The slender-footed tyrannulet is a bird of the upper Amazon Basin. The nominate subspecies is found in southeastern Venezuela's Bolívar and Amazonas states, extreme eastern Colombia between Vichada and Amazonas departments, and south through Amazonas state in northwestern Brazil and northeastern Ecuador into northeastern Peru's Department of Loreto. Subspecies Z. g. gilvus is found in western and southern Brazil from Amazonas east to the Negro and Tapajós rivers and south to Rondônia and northern Mato Grosso states, through the length of central and southeastern Peru, and in northern Bolivia.

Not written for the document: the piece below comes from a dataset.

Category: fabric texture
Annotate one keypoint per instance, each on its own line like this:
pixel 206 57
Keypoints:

The slender-footed tyrannulet inhabits humid forest in the tropical to lower montane zones, where it occupies both terra firme and várzea landscapes. In unbroken forest it typically is found in the canopy and at clearings and edges. It also inhabits secondary forest and farmland adjacent to forest. In most of its range it occurs below 500 m; it reaches only 300 m in Ecuador. In Venezuela it mostly occurs below 1000 m but reaches 2000 m. It is occasionally found above 500 m in Brazil and reaches 1000 m in Peru.

==Behavior==
===Movement===

The slender-footed tyrannulet is a year-round resident throughout its range.

===Feeding===

The slender-footed tyrannulet feeds insects and small fruits, especially those of mistletoes (Loranthaceae). It forages singly or in pairs and sometimes joins mixed-species feeding flocks. It feeds mostly in the forest canopy, actively moving about and gleaning food while perched or with short flight.

===Breeding===

The slender-footed tyrannulet's breeding season has not been defined but includes June in Colombia and March in southwestern Brazil, and spans at least August to December in southeastern Peru. Nothing else is known about the species' breeding biology.

===Vocalization===

The dawn song of the slender-footed tyrannulet's nominate subspecies has been described as "a soft, querulous, semimusical 'peeu, tri-ri-ri' " and its call as "an inflected 'tuwee?' ". Another author described them similarly as "a rising musical chatter" tew-tui'i'i tew-tui'i'i" and "a mewing, rising huee". The dawn song of subspecies Z. g. gilvus is "an accelerating, monotone series of musical notes chew-chu-chi'chi" and its call "a liquid duit".

==Status==

The IUCN has assessed the slender-footed tyrannulet as being of Least Concern. It has a very large range; its population size is not known and is believed to be decreasing. No immediate threats have been identified. It is considered common in Colombia, "fairly common and widespread" in Peru, and "fairly common to common" in Venezuela. Several authors note that it is probably overlooked because it is mostly in the forest canopy. It occurs in many protected areas and "[m]uch of this species' habitat remains in relatively pristine condition".